Other types of biomarkers that we use to look at neurodegeneration include glucose PET scans, FDG-PET scans, patterns of atrophy on MRIs. That allows us to come up with a diagnosis of inclusion, not just exclusion for Alzheimer disease. This comes with the caveat that as the machinery breaks down, the norm isn’t pure Alzheimer neuropathological changes in individuals in their 80s. But you can have Alzheimer changes with a smattering of Lewy body dementia or TDP-43 vascular changes. These are all the different components that we’re going to target with combination therapies. It’s an exciting time. I focus on clinical care, but for research the biomarkers are opening doors in advancing our therapies. That’s another game changer that’s occurring and that we’ve heard about in these conferences.

Marwan Sabbagh, MD: Dr Cohen, we’re moving from a diagnosis of exclusion to a diagnosis of inclusion. What are the challenges for the use of these biomarkers in routine practice?

Sharon Cohen, MD, FRCPC: There are considerable challenges, and in clinical practice we tend to rule out strokes, tumors, and bilateral subdural with a structural brain image—CT or, even better, MRI. That’s important. We’ll continue to need to do this. But this doesn’t rule in Alzheimer disease. As Dr Atri mentioned, cost is a factor. Even though we have approved PET ligands in many countries, not just the United States but in Canada, cost is not covered. Most people will not have access to a PET amyloid scan. With CSF, there’s variable uptake. Even though this is a good way to get a fluid biomarker to rule in Alzheimer disease and get a readout on not only amyloid levels but also phosphorylated tau and total tau. There’s a lot of information in 1 CSF sample.
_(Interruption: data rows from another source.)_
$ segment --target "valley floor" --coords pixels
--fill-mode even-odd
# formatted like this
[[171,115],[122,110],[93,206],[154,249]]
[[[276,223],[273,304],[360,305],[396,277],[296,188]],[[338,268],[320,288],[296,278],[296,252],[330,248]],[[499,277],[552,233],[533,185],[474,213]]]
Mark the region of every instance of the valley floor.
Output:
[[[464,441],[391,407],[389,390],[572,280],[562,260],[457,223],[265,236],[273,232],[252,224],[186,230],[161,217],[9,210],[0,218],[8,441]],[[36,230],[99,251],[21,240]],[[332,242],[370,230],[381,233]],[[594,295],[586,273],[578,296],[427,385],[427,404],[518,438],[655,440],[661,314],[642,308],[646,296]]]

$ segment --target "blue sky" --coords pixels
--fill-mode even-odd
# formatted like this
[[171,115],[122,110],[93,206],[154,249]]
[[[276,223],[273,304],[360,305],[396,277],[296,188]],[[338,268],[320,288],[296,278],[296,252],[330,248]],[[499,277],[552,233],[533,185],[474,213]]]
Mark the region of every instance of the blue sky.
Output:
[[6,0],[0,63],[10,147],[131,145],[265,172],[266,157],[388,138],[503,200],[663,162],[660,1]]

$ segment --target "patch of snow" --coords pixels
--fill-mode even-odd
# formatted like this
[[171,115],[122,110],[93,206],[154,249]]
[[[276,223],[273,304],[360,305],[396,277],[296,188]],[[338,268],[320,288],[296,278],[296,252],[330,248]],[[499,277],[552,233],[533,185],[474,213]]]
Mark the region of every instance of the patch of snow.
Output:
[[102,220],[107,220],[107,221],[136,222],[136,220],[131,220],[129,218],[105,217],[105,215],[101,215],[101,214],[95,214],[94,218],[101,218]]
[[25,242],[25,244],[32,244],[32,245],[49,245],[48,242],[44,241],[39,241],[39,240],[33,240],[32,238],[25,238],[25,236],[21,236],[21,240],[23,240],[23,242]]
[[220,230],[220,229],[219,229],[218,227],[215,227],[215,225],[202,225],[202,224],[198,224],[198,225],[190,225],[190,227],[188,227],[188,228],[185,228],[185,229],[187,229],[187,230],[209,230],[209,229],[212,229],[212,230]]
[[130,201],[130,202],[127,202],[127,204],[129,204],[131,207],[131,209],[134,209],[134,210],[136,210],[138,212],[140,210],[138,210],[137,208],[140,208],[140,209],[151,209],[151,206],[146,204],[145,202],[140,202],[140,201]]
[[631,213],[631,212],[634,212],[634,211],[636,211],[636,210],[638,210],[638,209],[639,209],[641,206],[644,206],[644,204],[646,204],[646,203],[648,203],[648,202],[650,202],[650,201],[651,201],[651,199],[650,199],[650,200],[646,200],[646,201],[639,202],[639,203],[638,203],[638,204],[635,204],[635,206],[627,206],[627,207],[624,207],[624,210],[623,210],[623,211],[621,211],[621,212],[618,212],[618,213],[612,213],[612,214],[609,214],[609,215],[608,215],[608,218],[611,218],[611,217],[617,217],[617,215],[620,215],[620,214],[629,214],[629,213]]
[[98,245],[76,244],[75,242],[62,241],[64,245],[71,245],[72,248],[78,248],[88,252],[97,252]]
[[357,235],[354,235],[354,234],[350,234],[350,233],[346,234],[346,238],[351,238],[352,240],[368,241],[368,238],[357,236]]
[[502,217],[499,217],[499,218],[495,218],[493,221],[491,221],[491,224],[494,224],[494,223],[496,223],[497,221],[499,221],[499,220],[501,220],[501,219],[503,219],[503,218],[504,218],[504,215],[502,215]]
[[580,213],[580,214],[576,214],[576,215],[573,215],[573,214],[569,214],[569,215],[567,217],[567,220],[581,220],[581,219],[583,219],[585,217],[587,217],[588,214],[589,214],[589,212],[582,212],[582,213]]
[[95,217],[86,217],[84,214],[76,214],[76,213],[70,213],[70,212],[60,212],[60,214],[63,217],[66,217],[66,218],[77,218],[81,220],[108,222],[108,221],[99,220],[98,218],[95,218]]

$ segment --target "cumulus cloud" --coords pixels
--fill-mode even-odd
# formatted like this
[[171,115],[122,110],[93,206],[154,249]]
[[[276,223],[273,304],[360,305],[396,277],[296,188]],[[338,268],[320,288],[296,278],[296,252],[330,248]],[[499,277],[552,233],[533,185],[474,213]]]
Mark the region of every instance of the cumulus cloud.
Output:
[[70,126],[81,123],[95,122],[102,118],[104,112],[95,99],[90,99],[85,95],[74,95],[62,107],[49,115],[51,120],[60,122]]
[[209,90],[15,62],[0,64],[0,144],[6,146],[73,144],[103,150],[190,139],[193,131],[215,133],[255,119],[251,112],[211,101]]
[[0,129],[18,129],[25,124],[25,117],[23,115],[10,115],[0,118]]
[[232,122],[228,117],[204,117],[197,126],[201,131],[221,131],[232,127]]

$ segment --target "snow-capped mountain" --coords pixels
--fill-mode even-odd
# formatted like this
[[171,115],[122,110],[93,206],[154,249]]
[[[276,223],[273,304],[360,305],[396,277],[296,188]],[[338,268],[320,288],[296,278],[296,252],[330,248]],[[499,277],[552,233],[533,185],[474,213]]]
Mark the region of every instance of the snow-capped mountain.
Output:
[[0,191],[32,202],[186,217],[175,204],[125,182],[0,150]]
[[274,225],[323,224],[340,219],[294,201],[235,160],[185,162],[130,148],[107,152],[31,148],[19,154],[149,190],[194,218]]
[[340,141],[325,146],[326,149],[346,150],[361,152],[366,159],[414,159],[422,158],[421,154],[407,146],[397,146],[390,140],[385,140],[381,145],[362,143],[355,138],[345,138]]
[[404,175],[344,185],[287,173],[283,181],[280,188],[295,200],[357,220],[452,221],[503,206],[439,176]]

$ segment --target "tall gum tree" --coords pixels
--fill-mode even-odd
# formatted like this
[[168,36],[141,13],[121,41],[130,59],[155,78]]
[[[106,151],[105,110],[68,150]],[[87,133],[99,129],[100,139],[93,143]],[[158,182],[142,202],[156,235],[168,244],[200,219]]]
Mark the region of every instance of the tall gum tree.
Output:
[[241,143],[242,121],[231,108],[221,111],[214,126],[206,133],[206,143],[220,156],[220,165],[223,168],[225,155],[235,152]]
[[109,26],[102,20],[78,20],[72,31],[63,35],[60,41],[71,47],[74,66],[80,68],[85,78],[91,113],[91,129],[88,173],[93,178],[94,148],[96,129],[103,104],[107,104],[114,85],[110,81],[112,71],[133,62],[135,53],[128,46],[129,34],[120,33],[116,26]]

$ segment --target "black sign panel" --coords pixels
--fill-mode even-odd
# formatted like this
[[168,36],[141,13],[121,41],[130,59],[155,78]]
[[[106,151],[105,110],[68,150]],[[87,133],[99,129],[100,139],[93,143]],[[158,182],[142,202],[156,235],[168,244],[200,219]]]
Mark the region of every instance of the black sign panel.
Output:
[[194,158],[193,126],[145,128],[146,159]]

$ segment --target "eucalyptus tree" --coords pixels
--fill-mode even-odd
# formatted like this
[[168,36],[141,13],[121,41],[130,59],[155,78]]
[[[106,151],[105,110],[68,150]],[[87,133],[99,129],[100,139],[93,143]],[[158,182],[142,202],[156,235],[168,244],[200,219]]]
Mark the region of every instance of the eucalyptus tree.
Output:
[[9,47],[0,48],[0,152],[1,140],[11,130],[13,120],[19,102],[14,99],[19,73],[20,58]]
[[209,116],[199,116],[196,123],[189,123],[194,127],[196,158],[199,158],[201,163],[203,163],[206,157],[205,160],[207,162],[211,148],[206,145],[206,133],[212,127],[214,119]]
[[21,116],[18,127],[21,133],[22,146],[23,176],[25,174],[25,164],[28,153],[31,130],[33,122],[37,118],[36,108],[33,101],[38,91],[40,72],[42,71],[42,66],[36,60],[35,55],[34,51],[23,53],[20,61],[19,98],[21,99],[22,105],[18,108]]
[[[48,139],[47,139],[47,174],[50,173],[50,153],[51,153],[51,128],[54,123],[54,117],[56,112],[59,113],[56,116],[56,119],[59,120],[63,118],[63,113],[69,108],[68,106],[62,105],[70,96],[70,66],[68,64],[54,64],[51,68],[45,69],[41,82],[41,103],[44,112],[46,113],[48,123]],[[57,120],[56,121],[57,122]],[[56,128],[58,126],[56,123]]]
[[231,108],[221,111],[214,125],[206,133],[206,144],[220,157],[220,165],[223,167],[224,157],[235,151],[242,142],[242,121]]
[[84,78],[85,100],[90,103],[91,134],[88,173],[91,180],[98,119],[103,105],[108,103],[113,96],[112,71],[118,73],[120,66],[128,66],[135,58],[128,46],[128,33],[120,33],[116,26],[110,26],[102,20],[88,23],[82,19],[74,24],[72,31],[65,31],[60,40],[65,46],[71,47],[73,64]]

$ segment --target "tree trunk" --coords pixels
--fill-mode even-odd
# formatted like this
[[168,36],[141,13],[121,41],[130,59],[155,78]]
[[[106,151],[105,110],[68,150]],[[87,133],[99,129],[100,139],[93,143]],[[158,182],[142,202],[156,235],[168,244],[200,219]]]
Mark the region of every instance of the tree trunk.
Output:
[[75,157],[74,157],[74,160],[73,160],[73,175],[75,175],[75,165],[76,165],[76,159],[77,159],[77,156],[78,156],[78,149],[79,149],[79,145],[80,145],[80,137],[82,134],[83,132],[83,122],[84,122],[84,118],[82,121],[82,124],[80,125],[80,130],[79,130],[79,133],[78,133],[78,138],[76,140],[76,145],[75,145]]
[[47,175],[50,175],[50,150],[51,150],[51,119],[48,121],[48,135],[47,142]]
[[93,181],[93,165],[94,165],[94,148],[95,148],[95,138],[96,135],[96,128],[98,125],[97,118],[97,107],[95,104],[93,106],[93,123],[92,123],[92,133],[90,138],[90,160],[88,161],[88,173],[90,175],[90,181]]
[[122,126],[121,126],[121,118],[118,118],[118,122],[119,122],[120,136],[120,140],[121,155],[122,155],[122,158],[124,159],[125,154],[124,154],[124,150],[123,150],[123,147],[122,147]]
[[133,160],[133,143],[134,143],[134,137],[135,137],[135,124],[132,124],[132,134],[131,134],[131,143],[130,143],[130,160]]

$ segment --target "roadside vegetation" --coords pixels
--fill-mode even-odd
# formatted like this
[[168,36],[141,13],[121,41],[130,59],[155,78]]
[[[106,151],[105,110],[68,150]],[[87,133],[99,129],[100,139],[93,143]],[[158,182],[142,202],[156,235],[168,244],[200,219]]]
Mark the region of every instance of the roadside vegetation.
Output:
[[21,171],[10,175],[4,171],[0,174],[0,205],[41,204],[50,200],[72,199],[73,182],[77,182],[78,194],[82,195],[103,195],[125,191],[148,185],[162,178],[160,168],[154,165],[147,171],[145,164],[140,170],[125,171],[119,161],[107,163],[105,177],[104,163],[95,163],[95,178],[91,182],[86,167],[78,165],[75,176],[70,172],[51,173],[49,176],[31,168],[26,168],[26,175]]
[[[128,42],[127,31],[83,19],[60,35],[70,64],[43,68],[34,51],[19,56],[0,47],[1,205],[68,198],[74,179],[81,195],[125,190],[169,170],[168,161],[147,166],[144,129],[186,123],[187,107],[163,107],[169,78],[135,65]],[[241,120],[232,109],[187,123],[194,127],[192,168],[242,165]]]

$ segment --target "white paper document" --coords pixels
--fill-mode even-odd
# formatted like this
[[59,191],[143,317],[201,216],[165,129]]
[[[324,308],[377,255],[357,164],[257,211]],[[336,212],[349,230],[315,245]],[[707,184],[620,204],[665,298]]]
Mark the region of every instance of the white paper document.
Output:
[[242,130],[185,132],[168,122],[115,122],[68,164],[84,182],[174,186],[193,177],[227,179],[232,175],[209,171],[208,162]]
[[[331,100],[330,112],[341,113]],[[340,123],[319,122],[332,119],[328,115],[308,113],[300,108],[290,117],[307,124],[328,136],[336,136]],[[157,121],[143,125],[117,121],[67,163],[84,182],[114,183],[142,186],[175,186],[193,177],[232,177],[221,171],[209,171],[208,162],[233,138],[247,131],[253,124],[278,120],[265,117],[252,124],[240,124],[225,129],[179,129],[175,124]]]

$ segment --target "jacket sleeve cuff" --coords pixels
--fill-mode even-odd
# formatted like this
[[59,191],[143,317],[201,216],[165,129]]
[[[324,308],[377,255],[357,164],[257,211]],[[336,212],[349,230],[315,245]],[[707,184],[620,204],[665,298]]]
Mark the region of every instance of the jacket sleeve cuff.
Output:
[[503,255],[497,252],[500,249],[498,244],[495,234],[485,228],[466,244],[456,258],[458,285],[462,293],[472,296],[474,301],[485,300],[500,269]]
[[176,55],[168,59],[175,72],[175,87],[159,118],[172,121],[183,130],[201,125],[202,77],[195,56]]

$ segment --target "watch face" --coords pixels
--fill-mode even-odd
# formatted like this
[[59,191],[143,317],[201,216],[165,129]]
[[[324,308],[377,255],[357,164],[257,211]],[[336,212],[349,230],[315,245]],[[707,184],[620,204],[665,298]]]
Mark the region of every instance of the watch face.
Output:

But there’s been a cultural barrier to going back to LPs [lumbar punctures]. Even though we were ruling out neurosyphilis many years ago, of course you’d do that. It’s a more scalable procedure, and it probably should be done more. Most of the time in the clinic, we’re ruling out structural abnormalities. That won’t be sufficient when we have disease modifiers, which we need to make sure we’re right clinically about the diagnosis. We don’t want to treat someone with an anti-amyloid agent if they don’t have amyloid pathology. We can be wrong 30% of the time, at least when we diagnose someone with probable Alzheimer disease dementia—maybe 50% of the time or more we’re wrong if we say it’s MCI [mild cognitive impairment] due to AD. The clinical criteria are a start. The syndromic diagnosis is a start, but that’s by no means a confirmation of underlying biology.

Marwan Sabbagh, MD: We’re going to spend more time on this because that’s where the field has to move. We’re not going to give these new treatments if we don’t have a definitive biomarker confirmation. We’re going to come back to that as we go through our discussion.